USIU goes to places most of its players are from. It has people such as McGrath and Lundgren from the Los Angeles area, but even they moved north to improve their hockey skills--McGrath to the Canadian junior program and Lundgren to Rhode Island for high school. Half the roster, in fact, is from Western Canada.

“Most of the guys who come here don’t want to go back,” McGrath said.

Remarkably, there is a problem with getting hockey players to come to USIU. They look at the environment and they shake their heads.

“They see what it’s like around here,” McGrath said, “and they like it. That’s the easy part. The tough part is convincing them that we do play good hockey here.”

Good hockey is, indeed, played here, and folks are starting to take note.

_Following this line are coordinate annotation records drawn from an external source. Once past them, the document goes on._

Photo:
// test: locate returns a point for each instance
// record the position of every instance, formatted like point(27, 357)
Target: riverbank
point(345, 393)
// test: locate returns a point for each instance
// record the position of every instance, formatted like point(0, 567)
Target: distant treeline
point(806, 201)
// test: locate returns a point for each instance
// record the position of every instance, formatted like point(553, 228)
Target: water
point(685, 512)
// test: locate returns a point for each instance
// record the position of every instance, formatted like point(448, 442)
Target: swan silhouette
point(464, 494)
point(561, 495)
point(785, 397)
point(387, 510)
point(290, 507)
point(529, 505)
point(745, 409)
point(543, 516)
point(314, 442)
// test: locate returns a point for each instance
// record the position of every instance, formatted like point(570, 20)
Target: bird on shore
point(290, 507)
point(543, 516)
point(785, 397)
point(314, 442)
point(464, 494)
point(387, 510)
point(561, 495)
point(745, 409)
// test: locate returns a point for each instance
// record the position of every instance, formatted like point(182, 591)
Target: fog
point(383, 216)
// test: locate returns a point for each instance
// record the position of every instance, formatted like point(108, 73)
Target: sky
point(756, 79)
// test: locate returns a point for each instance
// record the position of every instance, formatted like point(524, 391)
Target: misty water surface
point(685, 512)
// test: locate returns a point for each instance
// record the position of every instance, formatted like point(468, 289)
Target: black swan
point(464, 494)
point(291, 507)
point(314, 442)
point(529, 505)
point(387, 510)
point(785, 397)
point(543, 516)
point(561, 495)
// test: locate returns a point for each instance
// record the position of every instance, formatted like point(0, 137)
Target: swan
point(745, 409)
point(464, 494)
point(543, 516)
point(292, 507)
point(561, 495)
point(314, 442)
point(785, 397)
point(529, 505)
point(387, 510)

San Diego has long appreciated the sport; it solidly supported two minor league teams as well as the Mariners of the ill-fated World Hockey Assn. More recently, an exhibition game between Calgary and St. Louis of the National Hockey League drew 11,109 to the Sports Arena in October 1986.

Advertisement

Obviously, San Diego has a taste and a hunger for ice hockey. Coincidentally, in the final week of the Catnap in Calgary, USIU is awakening interest hereabouts in the best of Winter Olympic sports.